Given a directed graph G = (V, E), we say that a cycle C in G is a Hamiltonian cycle if it visits each vertex exactly once.

I.e. it constitutes a “tour” of all the vertices, with no repetitions.

66
Q

Hamiltonian Path

A

Given a directed graph G = (V, E), we say that a path P in G is a Hamiltonian path if it contains each vertex exactly once.

(The path is allowed to start at any node and end at any node).

67
Q

6 Genres of NP-complete problems

A
  • Packing
  • Covering
  • Partitioning
  • Sequencing
  • Numerical
  • Constraint Satisfaction
68
Q

6 Genres of NP-complete problems

Packing problems

A

You’re given a collection of objects. You want to choose at least k of them.

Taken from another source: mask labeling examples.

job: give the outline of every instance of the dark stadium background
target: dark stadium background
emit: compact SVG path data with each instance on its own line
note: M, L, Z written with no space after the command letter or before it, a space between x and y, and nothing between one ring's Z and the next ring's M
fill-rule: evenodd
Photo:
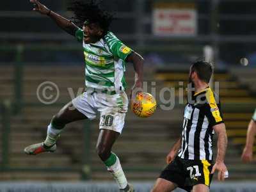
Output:
M69 1L41 1L53 11L72 17L67 12ZM154 3L159 2L193 3L197 13L196 35L154 35L152 13ZM253 183L255 161L243 164L240 160L247 125L256 107L256 1L110 0L103 1L103 4L115 13L111 31L145 58L147 91L156 90L156 113L141 119L129 111L124 134L114 148L138 191L148 191L164 167L165 156L180 132L184 103L177 102L178 89L185 88L190 64L203 58L205 46L209 45L213 51L213 81L220 84L229 141L226 163L230 179L223 184L215 178L212 190L220 191L222 188L223 191L229 191L233 188L256 191ZM86 191L95 189L93 181L99 189L109 188L108 191L115 191L116 186L95 152L97 120L67 126L56 154L36 157L23 154L26 145L44 139L51 116L70 100L67 88L76 93L79 88L84 88L84 81L81 45L32 8L29 1L3 1L0 6L0 191L8 188L27 189L35 182L38 185L30 186L32 189L60 190L61 186L49 182L57 181L83 181L70 188L87 188ZM241 58L248 60L248 65ZM131 87L132 68L127 65ZM46 81L60 89L60 97L51 104L40 102L36 95L38 86ZM166 87L176 91L171 104L159 99L161 91ZM170 97L170 93L164 95ZM172 110L160 107L174 104ZM66 187L68 184L62 186ZM50 191L49 189L45 190Z

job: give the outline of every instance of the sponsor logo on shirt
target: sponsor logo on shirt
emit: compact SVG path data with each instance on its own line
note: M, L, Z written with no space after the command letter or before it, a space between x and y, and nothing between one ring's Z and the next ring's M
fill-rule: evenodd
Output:
M119 51L124 54L127 54L131 51L131 49L125 45L123 45L119 49Z

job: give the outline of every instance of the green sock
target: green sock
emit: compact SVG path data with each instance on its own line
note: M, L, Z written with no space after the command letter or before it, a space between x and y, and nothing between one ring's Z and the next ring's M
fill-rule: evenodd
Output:
M128 182L122 168L118 157L111 152L109 157L104 162L108 170L113 175L120 189L125 188Z

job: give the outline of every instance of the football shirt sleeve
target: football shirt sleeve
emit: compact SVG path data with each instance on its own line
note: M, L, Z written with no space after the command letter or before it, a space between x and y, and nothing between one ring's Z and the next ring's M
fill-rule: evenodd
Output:
M77 41L79 42L83 42L83 39L84 38L84 32L81 29L79 28L77 30L76 30L75 36Z
M205 115L211 127L223 123L220 104L217 104L214 94L211 91L206 93L207 104Z
M115 57L119 58L125 61L127 56L133 51L117 38L111 32L109 32L104 38L110 51Z
M252 116L252 119L256 122L256 109L253 116Z

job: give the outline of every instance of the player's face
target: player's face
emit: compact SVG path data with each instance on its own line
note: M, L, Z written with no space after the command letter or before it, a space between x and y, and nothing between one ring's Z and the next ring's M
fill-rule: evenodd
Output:
M99 24L95 23L84 25L83 31L84 31L84 42L87 44L96 43L103 34L103 30Z

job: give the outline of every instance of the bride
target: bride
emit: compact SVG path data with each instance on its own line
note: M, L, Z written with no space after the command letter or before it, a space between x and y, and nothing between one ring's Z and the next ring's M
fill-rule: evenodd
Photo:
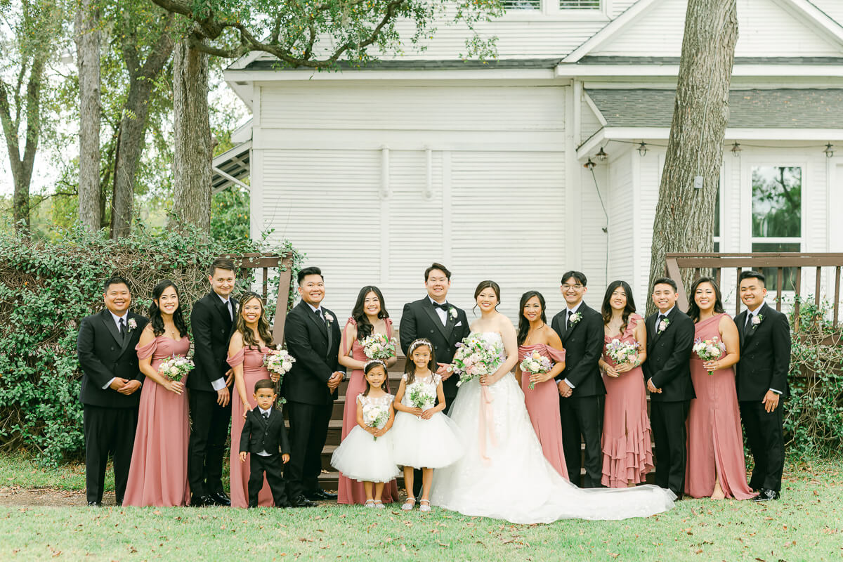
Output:
M496 310L500 298L500 287L491 281L475 291L481 317L471 332L502 342L505 357L494 373L460 387L450 417L462 430L465 454L434 471L431 503L513 523L643 517L673 507L676 496L669 490L654 485L583 490L547 462L513 375L518 362L515 328Z

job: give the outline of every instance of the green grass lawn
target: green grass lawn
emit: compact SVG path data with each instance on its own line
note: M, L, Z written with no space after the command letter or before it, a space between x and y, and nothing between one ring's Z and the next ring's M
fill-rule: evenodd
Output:
M0 484L80 490L0 460ZM490 490L494 494L494 490ZM843 459L790 464L782 500L690 500L648 519L512 525L436 510L0 506L0 560L843 560Z

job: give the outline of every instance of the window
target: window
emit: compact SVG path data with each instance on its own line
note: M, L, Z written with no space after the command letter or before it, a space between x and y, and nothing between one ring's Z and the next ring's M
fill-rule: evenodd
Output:
M802 249L802 168L754 166L752 169L752 251L798 252ZM778 271L765 267L767 289L776 291ZM795 289L796 269L785 268L783 291Z

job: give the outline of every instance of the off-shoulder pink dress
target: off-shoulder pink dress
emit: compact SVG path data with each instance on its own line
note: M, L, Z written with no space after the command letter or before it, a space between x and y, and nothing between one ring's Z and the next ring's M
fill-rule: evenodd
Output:
M152 367L172 356L185 356L191 349L187 336L176 341L159 335L146 345L135 347L138 359L152 356ZM190 376L190 375L188 375ZM184 383L187 377L182 378ZM132 450L129 482L124 506L186 506L191 492L187 484L187 388L172 393L146 378L141 389L137 431Z
M720 319L723 316L717 314L698 322L696 338L722 340ZM685 493L695 498L711 497L719 474L726 497L748 500L755 495L746 483L734 370L718 369L709 374L695 353L690 357L690 377L696 398L690 401L688 410Z
M620 340L636 343L635 329L644 318L630 314L626 329L618 336L605 336L605 343ZM615 367L605 353L603 360ZM600 483L610 488L626 488L629 483L640 484L652 465L652 434L647 415L644 374L641 367L620 373L620 377L603 375L606 386L606 403L603 415L603 477Z
M386 337L392 337L392 319L386 318ZM356 326L354 318L348 318L346 324ZM340 353L348 354L348 350L352 351L352 358L357 361L367 361L368 357L363 352L363 346L357 340L351 343L346 340L346 330L342 330L342 343L340 345ZM363 378L363 370L355 369L352 371L348 377L348 386L346 388L346 406L342 410L342 438L351 433L352 430L357 425L357 395L366 389L366 379ZM363 490L363 483L347 478L340 473L339 490L337 490L337 503L341 504L364 504L366 503L366 490ZM385 503L398 501L398 483L392 480L384 486L384 494L381 500Z
M545 344L532 345L518 345L518 363L524 361L528 354L538 351L539 355L547 357L554 362L565 361L565 350L548 347ZM565 454L562 452L562 424L559 418L559 390L556 383L552 378L544 383L538 383L534 388L529 388L529 375L521 373L521 390L524 393L524 405L529 414L530 422L535 435L541 443L541 451L545 458L556 469L562 478L569 480L568 469L565 465Z
M267 347L261 347L260 350L254 347L244 347L234 354L234 357L227 357L226 361L229 367L243 364L243 382L246 386L246 399L251 408L258 405L254 394L255 383L258 381L269 378L269 371L264 367L264 356L269 353ZM240 434L243 433L243 426L245 425L243 419L243 400L240 398L237 385L234 385L234 392L231 397L231 458L229 459L231 468L231 505L234 507L249 506L249 474L250 455L246 455L246 462L241 463L239 457L240 451ZM272 490L266 482L266 476L264 475L264 485L258 493L259 506L273 506Z

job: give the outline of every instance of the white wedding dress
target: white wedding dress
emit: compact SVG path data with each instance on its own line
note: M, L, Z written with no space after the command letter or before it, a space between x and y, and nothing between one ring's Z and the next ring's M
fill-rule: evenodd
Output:
M497 332L481 335L501 340ZM465 454L433 471L432 505L513 523L646 517L673 507L675 495L652 484L581 489L571 484L545 458L514 375L507 373L487 388L491 402L485 409L481 446L480 383L475 378L459 388L450 417L461 430Z

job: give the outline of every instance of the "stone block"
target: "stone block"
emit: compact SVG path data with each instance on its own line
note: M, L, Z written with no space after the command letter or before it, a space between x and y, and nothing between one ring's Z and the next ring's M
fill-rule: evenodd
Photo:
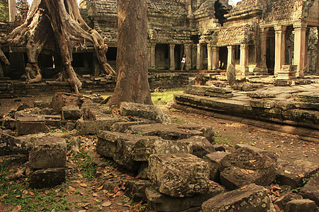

Making your life difficult is a set of conflicts among the objects, preventing you from choosing certain groups simultaneously.

E.g.
- Independent Set. Given a graph G and a number k, does G contain an independent set of size at least k?
- Set Packing. Given a set U of n elements, a collection S₁, ..., Sₘ of subsets of U and a number k, does there exist a collection of at least k of these sets with the property that no two of them intersect?

69
Q

6 Genres of NP-complete problems

Covering problems

A

Covering problems form a natural contrast to packing problems.

You’re given a collection of objects, and you want to choose a subset that collectively achieves a certain goal. The challenge is to achieve this goal while only choosing k of the objects.

E.g.
- Vertex Cover. Given a graph G and a number k, does G contain a vertex cover of size at most k?
- Set Cover. Given a set U of n elements, a collection S₁, ..., Sₘ of subsets of U, and a number k, does there exist a collection of at most k sets whose union is equal to all of U?

70
Q

6 Genres of NP-complete problems

Partitioning problems

A

Involve a search over all ways to divide up a collection of objects into subsets so that each object appears in exactly one of the subsets.

  • 3-Dimensional Matching. Given disjoint sets X, Y, and Z, each of size n and given a set T ⊆ X ⤬ Y ⤬ Z of ordered triples, does there exist a set of n triples in T so that each element of X ⋃ Y ⋃ Z is contained in exactly one of these triples.
  • Graph Coloring. Given a graph G and a bound k. Does G have a k-colouring?
71
Q

6 Genres of NP-complete problems

Sequencing Problems

A

Involves searching over the set of all permutations of a collection of objects.

E.g.
- Hamiltonian Cycle.
- Hamiltonian Path.
- Travelling Salesman. Given a set of distances on n cities and a bound D, is there a tour of length at most D?